The evidence would indicate that the most important method of correcting the problem is to convert to nuclear power where possible, and to reduce the population of the planet to the point where we able to consume (convert) as much energy as we possibly can, in order to innovate (and exit the planet) as fast as we can. Or whether we expand the population indefinitely.
This is the real debate. And the rest of it’s all lies as far as I can understand.
1B seems to be a good top number for a planet like earth.
3 responses to “The Climate Change Question is a Deception to Distract from the Real Problem: Populations and Energy.”
How do you arrive at your estimate of 1B Earth-like planets? Where are these planets distributed — in our galaxy or throughout the universe? I suspect pseudoscience in play.
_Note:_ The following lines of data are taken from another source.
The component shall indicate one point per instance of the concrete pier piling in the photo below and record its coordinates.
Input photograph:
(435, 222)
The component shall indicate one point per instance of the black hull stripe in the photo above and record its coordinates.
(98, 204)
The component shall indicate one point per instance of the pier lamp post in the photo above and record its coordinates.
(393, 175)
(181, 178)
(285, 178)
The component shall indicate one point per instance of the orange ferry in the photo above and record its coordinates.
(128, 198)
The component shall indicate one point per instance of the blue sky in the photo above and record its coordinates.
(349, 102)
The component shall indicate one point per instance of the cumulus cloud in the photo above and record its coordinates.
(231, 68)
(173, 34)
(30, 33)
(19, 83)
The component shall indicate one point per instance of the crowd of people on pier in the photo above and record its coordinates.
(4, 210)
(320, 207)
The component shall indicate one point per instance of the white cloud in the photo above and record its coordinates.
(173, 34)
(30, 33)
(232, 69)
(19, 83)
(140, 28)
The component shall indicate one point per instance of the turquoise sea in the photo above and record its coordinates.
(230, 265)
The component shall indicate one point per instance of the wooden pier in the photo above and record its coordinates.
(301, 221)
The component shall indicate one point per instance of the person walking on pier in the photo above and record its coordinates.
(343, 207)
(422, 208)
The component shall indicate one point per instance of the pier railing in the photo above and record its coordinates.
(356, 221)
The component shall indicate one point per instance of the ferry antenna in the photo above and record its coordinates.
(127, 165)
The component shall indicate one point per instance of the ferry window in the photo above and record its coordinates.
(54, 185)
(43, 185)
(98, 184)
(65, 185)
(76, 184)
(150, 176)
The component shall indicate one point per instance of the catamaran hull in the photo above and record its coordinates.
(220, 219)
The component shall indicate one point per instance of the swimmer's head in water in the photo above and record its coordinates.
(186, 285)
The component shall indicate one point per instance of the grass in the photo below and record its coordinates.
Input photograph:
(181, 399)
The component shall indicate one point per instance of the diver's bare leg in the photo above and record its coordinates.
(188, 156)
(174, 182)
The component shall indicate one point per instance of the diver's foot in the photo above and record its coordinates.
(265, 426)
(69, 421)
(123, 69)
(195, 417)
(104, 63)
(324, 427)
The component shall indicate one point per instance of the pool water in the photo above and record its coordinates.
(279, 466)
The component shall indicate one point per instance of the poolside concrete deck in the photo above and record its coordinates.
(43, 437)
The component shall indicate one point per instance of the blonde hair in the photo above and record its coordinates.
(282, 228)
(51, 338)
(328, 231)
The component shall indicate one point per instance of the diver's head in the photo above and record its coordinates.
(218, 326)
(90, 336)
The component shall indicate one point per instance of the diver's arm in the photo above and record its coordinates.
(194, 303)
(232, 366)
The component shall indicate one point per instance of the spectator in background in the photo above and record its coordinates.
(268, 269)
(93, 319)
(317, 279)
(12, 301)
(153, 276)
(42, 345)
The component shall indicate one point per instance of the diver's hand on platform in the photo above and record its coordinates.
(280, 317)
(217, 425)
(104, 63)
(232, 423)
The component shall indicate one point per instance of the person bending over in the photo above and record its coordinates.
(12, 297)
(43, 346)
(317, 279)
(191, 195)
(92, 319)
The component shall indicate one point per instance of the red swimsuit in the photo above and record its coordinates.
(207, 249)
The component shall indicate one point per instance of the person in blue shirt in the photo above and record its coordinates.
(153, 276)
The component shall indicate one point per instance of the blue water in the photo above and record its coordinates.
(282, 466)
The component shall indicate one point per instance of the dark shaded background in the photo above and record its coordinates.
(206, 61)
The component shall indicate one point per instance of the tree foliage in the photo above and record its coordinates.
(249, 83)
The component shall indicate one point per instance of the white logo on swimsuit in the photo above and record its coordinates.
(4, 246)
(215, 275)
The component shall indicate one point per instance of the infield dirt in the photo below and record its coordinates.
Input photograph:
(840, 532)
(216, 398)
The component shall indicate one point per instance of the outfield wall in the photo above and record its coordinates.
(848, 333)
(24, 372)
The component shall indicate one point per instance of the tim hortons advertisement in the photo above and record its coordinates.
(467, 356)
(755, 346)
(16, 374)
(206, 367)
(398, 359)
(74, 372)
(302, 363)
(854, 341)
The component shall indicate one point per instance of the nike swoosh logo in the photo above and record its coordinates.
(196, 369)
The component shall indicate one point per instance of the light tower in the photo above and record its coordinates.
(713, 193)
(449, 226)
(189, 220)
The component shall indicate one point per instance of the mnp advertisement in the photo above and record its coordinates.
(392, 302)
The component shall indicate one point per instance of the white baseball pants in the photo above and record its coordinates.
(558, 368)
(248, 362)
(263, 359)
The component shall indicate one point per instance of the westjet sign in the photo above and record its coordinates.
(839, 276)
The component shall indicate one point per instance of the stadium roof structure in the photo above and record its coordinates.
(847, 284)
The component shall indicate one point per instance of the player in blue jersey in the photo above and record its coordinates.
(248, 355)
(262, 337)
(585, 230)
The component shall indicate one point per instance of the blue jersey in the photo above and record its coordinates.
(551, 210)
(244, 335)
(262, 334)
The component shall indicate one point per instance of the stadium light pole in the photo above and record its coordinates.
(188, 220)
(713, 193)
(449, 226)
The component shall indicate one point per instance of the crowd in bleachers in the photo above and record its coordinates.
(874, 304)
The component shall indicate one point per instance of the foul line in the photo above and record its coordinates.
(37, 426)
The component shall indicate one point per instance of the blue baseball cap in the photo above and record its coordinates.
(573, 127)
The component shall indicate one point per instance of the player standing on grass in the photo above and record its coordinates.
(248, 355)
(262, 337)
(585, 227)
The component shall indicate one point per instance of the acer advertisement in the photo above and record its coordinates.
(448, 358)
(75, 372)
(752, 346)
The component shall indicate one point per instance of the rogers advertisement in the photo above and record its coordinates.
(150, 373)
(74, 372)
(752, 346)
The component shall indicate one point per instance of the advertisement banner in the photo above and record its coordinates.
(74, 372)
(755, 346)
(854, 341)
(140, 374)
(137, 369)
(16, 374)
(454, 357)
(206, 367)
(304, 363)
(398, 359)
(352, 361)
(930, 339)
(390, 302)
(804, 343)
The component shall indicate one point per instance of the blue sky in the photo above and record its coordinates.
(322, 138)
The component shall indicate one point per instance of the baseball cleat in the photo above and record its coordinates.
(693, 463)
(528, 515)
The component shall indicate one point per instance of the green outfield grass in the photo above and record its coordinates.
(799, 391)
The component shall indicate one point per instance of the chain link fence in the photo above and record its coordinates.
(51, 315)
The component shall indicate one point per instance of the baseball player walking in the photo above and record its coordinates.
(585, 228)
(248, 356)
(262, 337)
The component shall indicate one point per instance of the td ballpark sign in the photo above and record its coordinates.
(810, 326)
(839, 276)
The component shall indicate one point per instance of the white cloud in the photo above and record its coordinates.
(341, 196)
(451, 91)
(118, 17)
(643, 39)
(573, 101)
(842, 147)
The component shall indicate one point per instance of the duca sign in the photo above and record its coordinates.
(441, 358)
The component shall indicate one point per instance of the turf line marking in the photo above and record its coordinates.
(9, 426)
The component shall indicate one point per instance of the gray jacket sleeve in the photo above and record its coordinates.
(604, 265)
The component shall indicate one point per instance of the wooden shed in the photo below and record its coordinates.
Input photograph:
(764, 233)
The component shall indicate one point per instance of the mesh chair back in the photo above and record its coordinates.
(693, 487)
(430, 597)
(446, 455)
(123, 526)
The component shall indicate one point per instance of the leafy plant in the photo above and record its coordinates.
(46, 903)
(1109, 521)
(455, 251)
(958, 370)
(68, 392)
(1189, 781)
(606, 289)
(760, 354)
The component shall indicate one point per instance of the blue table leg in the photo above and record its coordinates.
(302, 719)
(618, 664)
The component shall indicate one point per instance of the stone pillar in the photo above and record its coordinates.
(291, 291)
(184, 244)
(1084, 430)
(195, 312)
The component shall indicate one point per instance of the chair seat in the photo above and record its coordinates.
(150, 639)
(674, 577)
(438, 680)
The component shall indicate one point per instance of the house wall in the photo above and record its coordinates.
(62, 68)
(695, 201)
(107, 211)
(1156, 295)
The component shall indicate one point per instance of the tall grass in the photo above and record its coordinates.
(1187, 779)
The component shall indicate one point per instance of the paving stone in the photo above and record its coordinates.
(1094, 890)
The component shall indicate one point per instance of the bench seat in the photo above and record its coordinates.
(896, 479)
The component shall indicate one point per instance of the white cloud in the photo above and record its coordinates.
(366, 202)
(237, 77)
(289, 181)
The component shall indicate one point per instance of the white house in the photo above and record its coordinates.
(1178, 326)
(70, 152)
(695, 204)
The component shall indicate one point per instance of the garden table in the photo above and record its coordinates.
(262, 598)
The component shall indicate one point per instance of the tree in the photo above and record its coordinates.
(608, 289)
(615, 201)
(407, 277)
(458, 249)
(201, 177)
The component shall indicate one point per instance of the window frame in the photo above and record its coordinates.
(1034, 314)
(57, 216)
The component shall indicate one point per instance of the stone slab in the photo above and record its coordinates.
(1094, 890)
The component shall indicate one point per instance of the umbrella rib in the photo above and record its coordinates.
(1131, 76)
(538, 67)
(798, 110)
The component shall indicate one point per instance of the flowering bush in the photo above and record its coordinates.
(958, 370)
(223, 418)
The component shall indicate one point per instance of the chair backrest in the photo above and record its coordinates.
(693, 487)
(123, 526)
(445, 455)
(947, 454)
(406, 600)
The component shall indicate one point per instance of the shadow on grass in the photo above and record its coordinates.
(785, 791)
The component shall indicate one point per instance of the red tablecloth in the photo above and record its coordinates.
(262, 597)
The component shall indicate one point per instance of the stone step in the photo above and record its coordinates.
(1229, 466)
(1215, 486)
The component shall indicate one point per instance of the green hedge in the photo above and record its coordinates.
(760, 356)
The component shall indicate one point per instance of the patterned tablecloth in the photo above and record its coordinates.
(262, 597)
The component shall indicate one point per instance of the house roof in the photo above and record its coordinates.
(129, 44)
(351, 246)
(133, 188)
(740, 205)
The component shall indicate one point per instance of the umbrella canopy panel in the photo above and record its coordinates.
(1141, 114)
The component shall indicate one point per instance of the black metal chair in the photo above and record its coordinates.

I don’t. I arrive at a rough estimate of the zero risk carrying capacity of the planet. 😉
Oops! I misread. Sorry about that.
Regarding 1B humans being Earth’s carrying capacity, the Population Bomb nonsense of circa 1970, which has since been proven false (ie, an excellent example of pseudoecology), hit in an era where the global population was well over 1 B. I’m guessing the planet will support 10 B with ease. Authentic ecology, however, tells us some level will function as a carrying capacity in a close system, and exceeding that level will have adverse consequences. I don’t know of any way to reliably predict what that level is before exceeding it. And, the level can change dramatically over time. For example, the human carrying capacity in the early Paleolithic, when our technology was much more crude and our habitat dramatically smaller than both are today, may have been about 1 M. That appears to have declined to perhaps 10 K in the wake of the Toba supereruption just 75,000 years ago. Scientific thinking points not to restricting our population size on Earth, but on increasing our available habitat and resources by migrating off Earth. Of course, this goal would likely be more easily attained if we abandoned our current dysgenic policies for eugenic ones (although effective eugenic policies could lull us into complacency).